> > So the MameDevs changed Mame to implement code from others' work (the hard part of > > the project) rather than create the code from scratch. > > Wow. That is so not the takeaway I was trying to convey. Bryan got it - read his > reply and you might start to understand. > > Caveman version for people with no significant life experience as professional > programmers: MAME easier to read, to write, to bugfix, and to share with other > emulators. All of those are good things, not just one. Zug zug.
Well said. The project should have been C++ a long time ago. This was starting to show its ugly head way back in the .3x era. Wholesale copying of code between drivers and cpu cores. Where the only difference between the two sets of code was some small revision in some call. Like a cpu instruction missing in one core but not another but a game relying on the behavior of the missing instruction. So many things ended up with switchs and jump tables. For something that would be a simple derivation in C++. It got better with sharing. But I still see blog posts where 'merged code and used newer implementation xyz number of bugs fixed'. That is just one symptom of the problem of sticking to C dogmatically. Another one was having to retrofit savestates into all of the drivers. Where it could in theory be inherited into everything.

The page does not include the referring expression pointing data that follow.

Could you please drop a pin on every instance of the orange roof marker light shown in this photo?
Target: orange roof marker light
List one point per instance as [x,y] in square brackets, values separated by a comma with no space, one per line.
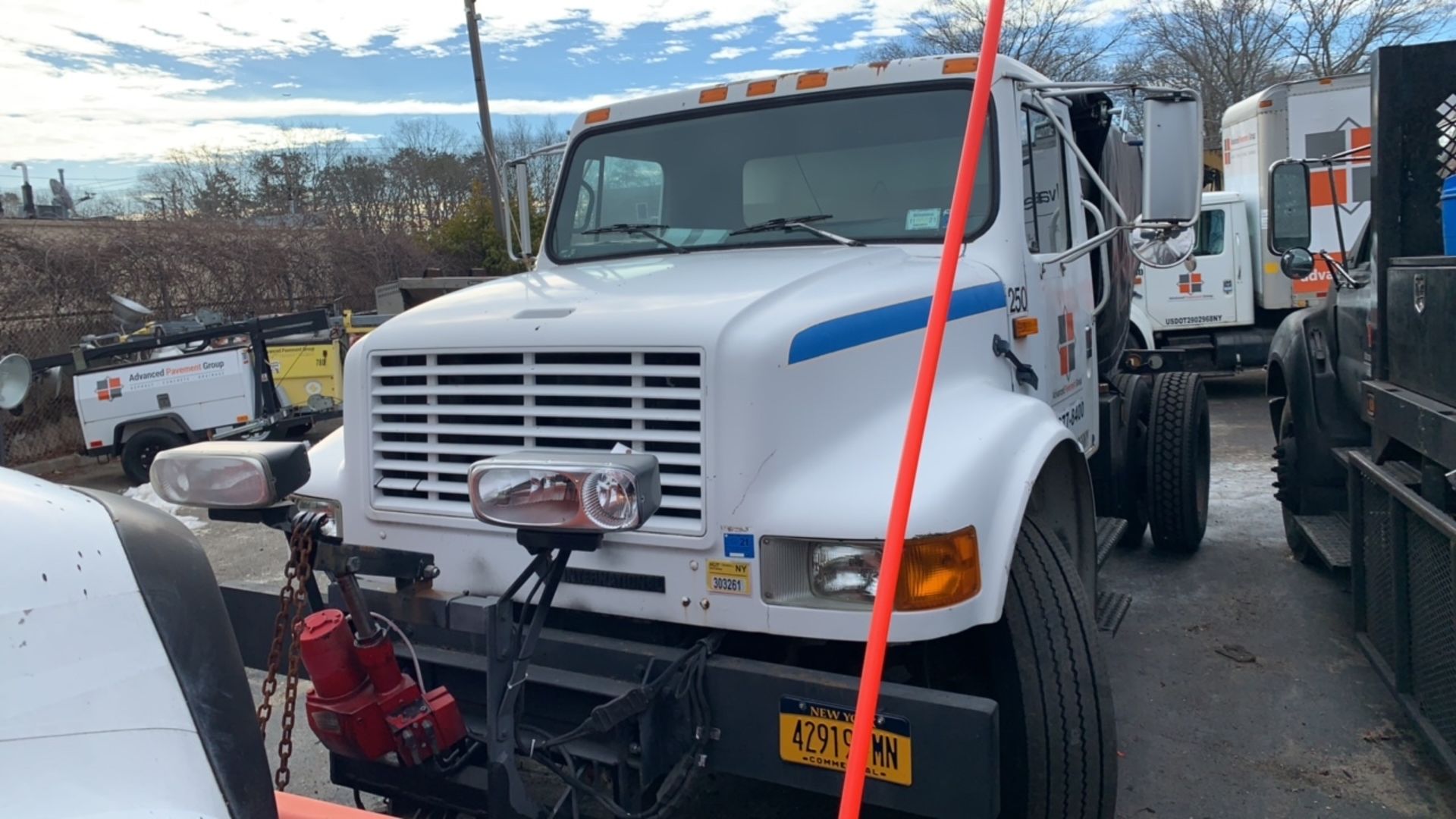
[811,80]
[960,66]
[762,88]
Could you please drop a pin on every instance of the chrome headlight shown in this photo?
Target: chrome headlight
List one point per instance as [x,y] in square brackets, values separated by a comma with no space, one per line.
[334,509]
[935,572]
[231,474]
[566,490]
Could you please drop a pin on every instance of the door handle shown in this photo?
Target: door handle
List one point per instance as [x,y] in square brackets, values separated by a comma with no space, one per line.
[1024,372]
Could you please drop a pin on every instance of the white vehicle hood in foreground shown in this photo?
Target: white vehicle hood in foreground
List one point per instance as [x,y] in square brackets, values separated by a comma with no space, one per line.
[670,299]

I have had a couple of projects where I was constrained to C only. After awhile it is 'if only I had C++ this is would be much easier to do'. Its not then you write 30-60 lines for something C++ does naturally.
Also it is C++ and does everything C does... So you can in theory still do it the 'C way'. But why do it? Why limit yourself?
If done properly you could even see how different devices/boards/etc were 'born' from other ones and provide better documentation.